This post was written in collaboration with Marie Williams whose remarks are highlighted. Marie blogs at Come Fly with Me, https://mariewilliams53.wordpress.com.
“Most of my life has been spent circling or avoiding important things that I need to do and I get very frustrated with myself. Sometimes, I find myself trying to locate passports or important papers at the 11th hour, when I’ve had ample time to deal with matters like this.”
Procrastination and perfectionism are patterns of behavior well familiar to abuse victims, twin destructive forces that have deep meaning for those who have suffered abuse.
We invest the necessary (the “shoulds” and “musts” of life) with the power to annihilate us, or at least demolish the fragile image we have of ourselves. Then we defer, delay, and defer again – certain that we will fail to meet our own expectations.

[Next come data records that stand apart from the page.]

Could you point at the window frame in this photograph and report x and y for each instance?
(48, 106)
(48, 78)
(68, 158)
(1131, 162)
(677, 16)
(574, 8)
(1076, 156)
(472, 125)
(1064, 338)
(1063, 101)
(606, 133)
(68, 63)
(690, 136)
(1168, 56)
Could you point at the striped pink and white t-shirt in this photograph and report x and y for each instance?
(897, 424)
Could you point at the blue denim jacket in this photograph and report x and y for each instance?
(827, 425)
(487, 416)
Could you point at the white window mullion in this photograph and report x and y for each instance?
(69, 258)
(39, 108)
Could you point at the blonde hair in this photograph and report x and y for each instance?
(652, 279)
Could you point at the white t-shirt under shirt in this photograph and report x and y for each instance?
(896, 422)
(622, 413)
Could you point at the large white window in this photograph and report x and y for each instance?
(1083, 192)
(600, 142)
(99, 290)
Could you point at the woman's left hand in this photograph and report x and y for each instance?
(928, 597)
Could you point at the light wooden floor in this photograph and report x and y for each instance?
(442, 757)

Failure is a foregone conclusion, given that our expectations are, by definition, unattainable.
Let’s unpack that dynamic.
Real Deadline/Chaotic Life
“To everything there is a season, A time for every purpose under heaven…” (Eccl. 3: 1 NKJV).

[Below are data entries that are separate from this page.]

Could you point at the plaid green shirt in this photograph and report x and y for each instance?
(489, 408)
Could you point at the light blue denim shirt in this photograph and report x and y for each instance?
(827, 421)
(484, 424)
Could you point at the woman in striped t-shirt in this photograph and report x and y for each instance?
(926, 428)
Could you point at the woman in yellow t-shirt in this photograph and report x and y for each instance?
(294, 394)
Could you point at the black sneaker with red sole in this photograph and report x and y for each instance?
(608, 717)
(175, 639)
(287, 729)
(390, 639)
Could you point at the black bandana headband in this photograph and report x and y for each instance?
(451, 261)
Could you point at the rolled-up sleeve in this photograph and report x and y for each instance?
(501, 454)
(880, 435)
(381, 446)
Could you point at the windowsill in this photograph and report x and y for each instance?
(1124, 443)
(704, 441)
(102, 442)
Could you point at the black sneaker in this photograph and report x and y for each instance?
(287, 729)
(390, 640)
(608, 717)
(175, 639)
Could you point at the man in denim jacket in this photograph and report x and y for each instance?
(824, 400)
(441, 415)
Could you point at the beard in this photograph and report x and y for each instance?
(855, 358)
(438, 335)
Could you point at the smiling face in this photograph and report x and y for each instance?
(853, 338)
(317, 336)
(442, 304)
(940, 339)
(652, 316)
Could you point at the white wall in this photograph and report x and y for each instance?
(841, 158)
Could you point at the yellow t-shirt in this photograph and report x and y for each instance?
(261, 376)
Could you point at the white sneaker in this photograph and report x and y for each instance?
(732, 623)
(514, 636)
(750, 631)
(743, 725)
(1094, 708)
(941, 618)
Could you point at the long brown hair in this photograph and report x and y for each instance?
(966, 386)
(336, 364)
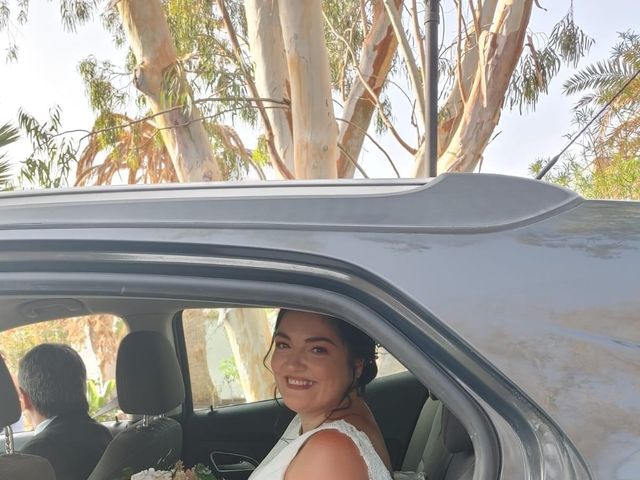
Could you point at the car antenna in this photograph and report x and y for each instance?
(555, 159)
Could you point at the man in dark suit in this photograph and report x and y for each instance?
(52, 381)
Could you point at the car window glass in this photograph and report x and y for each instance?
(95, 337)
(225, 353)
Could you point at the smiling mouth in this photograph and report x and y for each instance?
(299, 382)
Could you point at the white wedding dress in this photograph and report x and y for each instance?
(274, 466)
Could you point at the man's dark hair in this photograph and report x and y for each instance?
(55, 378)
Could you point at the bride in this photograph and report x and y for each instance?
(321, 366)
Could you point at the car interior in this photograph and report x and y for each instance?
(155, 389)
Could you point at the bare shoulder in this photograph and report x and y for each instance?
(328, 454)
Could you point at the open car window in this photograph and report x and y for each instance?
(95, 337)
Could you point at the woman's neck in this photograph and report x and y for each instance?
(312, 420)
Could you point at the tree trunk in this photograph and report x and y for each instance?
(376, 56)
(104, 343)
(499, 50)
(315, 132)
(249, 336)
(203, 391)
(271, 74)
(159, 77)
(453, 108)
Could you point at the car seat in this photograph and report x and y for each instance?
(446, 451)
(149, 383)
(17, 466)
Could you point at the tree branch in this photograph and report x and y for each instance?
(405, 50)
(374, 96)
(273, 152)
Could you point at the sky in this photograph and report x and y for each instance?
(46, 74)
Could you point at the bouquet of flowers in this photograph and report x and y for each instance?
(198, 472)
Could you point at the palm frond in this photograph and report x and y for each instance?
(8, 135)
(603, 75)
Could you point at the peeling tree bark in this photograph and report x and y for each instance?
(183, 133)
(499, 49)
(453, 108)
(315, 133)
(270, 68)
(377, 53)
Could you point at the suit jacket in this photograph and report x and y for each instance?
(73, 443)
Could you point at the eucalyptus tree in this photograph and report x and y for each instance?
(317, 78)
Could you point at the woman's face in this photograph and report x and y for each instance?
(310, 364)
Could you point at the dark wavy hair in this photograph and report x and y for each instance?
(359, 346)
(55, 378)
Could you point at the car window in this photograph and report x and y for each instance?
(225, 353)
(95, 337)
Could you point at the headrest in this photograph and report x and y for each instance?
(148, 377)
(454, 435)
(10, 410)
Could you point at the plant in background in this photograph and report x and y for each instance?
(607, 162)
(8, 135)
(98, 395)
(229, 372)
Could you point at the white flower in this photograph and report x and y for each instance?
(152, 474)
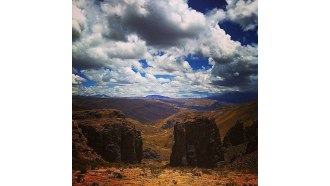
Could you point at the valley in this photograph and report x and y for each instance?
(155, 119)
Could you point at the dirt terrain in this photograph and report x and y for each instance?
(238, 167)
(149, 173)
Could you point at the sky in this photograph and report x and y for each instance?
(175, 48)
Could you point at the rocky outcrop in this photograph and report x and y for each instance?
(252, 138)
(110, 135)
(80, 149)
(235, 135)
(197, 142)
(151, 154)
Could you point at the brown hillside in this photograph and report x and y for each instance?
(227, 116)
(144, 110)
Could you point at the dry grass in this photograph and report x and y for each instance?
(142, 175)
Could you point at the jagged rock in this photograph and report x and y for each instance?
(252, 137)
(149, 153)
(197, 142)
(235, 135)
(80, 149)
(168, 124)
(110, 135)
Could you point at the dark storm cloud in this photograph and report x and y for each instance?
(238, 74)
(244, 12)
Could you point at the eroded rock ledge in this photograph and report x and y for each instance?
(110, 135)
(197, 142)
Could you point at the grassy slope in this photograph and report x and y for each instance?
(144, 110)
(226, 117)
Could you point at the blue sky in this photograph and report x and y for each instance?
(175, 48)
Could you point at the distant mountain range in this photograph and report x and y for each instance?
(157, 97)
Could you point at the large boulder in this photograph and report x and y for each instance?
(235, 135)
(110, 135)
(197, 142)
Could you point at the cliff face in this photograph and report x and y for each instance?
(80, 149)
(197, 142)
(110, 135)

Federal income taxes are due April 15. This is a real deadline – not a secret and not a surprise. Still, we delay gathering our tax receipts and other records together.

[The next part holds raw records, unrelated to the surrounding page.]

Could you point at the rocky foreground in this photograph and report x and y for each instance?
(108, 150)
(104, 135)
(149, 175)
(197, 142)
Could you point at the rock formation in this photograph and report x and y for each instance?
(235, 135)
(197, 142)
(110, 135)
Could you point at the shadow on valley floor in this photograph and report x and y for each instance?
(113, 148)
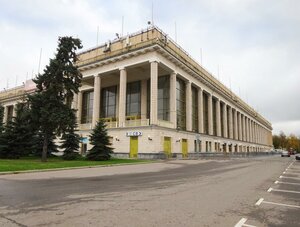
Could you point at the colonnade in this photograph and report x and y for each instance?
(231, 122)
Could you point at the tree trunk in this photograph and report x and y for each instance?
(45, 149)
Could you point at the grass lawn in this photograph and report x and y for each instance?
(55, 163)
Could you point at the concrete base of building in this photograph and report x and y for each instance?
(150, 156)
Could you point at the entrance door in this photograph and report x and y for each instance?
(184, 148)
(167, 146)
(134, 144)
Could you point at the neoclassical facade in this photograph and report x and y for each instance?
(157, 101)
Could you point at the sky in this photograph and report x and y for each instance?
(251, 46)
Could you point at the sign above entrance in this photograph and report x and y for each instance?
(134, 133)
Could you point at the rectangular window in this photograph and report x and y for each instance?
(108, 102)
(133, 99)
(87, 107)
(195, 109)
(180, 104)
(163, 98)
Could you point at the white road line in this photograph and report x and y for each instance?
(278, 190)
(295, 178)
(283, 182)
(259, 201)
(281, 204)
(246, 225)
(242, 223)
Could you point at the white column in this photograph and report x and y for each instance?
(246, 129)
(255, 132)
(218, 114)
(225, 130)
(173, 99)
(143, 99)
(250, 129)
(79, 107)
(240, 126)
(188, 103)
(200, 110)
(153, 92)
(122, 97)
(96, 101)
(210, 117)
(235, 126)
(230, 124)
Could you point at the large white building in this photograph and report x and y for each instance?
(157, 101)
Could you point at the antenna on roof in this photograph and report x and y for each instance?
(122, 26)
(201, 56)
(152, 22)
(16, 80)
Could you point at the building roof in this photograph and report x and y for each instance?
(137, 43)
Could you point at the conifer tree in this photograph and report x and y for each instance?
(59, 81)
(101, 149)
(18, 134)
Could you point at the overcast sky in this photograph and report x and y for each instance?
(252, 46)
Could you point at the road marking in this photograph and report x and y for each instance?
(278, 190)
(283, 182)
(242, 223)
(295, 178)
(259, 201)
(281, 204)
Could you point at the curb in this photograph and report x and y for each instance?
(68, 168)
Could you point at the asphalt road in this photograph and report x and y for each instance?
(211, 192)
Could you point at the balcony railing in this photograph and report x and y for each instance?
(166, 124)
(86, 126)
(137, 122)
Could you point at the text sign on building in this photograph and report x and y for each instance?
(134, 133)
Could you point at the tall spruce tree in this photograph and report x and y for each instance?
(101, 149)
(59, 81)
(70, 140)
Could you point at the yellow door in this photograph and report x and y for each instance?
(184, 148)
(167, 146)
(134, 144)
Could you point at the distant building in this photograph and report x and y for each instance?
(156, 101)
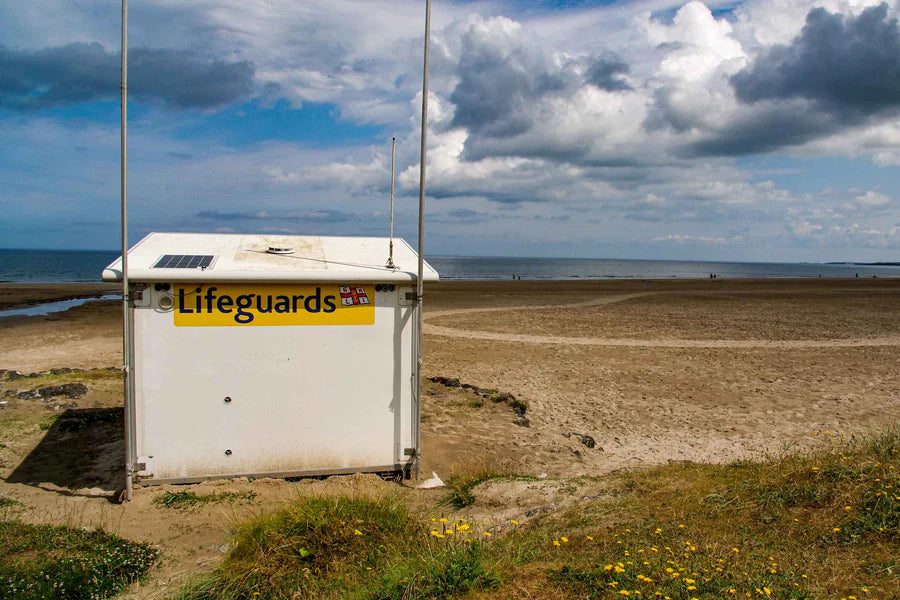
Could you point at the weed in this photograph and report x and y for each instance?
(345, 548)
(188, 500)
(49, 562)
(519, 406)
(461, 486)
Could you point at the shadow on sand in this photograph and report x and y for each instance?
(84, 448)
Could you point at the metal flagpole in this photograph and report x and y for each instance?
(390, 263)
(126, 318)
(419, 282)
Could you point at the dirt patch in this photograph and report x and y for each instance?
(641, 404)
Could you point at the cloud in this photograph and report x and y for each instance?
(608, 74)
(86, 72)
(312, 216)
(847, 65)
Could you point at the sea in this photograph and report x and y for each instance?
(60, 266)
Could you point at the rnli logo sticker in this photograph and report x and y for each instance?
(272, 305)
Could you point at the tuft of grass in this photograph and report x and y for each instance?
(188, 500)
(345, 548)
(461, 486)
(800, 526)
(56, 562)
(519, 406)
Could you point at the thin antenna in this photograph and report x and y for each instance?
(126, 320)
(419, 282)
(390, 263)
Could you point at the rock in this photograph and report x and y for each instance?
(22, 394)
(69, 390)
(502, 397)
(434, 482)
(446, 381)
(586, 440)
(62, 371)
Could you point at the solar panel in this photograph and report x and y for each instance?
(184, 261)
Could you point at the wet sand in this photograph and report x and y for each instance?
(650, 371)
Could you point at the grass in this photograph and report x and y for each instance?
(49, 562)
(346, 548)
(189, 500)
(816, 526)
(810, 526)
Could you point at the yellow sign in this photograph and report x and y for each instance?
(222, 305)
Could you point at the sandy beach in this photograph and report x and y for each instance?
(648, 371)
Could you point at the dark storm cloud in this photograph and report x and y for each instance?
(85, 72)
(845, 64)
(607, 74)
(495, 88)
(766, 130)
(502, 80)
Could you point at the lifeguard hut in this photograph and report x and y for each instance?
(258, 355)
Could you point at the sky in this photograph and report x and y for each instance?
(754, 130)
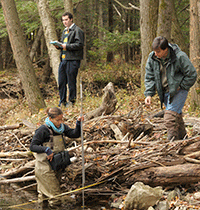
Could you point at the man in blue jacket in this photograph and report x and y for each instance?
(71, 55)
(170, 72)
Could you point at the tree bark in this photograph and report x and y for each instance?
(176, 32)
(195, 48)
(68, 6)
(1, 57)
(50, 34)
(36, 43)
(165, 176)
(110, 55)
(148, 28)
(22, 58)
(165, 19)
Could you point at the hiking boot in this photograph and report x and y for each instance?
(69, 104)
(172, 124)
(43, 205)
(182, 130)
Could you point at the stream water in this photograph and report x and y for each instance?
(10, 195)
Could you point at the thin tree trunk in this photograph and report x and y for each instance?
(148, 28)
(110, 55)
(36, 43)
(165, 19)
(176, 32)
(50, 34)
(68, 6)
(1, 56)
(195, 48)
(22, 58)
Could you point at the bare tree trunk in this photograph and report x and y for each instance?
(195, 48)
(22, 58)
(68, 6)
(165, 176)
(50, 34)
(1, 56)
(148, 28)
(110, 55)
(165, 19)
(36, 43)
(176, 32)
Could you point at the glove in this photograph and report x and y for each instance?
(48, 151)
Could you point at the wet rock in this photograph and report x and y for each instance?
(197, 195)
(142, 196)
(162, 205)
(173, 194)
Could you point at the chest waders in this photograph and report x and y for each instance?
(48, 180)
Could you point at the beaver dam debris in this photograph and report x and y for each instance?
(119, 151)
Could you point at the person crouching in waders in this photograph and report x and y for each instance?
(170, 72)
(49, 145)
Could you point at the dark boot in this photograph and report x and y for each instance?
(182, 131)
(171, 123)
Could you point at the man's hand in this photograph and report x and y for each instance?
(64, 46)
(148, 100)
(81, 118)
(50, 157)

“You live in a state of confusion, and therefore mundane ‘every day’ matters become muddled and murky. You cannot quite get to grips with simple but important tasks. You know that you have to present your driving licence for identity and you know it’s in a box somewhere, but it really is too much trouble trying to locate it in good time. So you (at the last minute) hunt around like crazy trying to find it – it happens not to be in the box you thought it was in, and you have to turn everything upside down to find it – and all this adds to the chaos of your already chaotic life.”
“Anxiety in a man’s heart weighs him down…” (Prov. 12: 25 ESV).
We may dither over whether to rely on our long-time accountant; visit a less costly tax preparation agency; or use one of the computer programs which now allow us to do the taxes, ourselves. We may put off making copies or doing something else insignificant, related to tax preparation. What that is does not matter.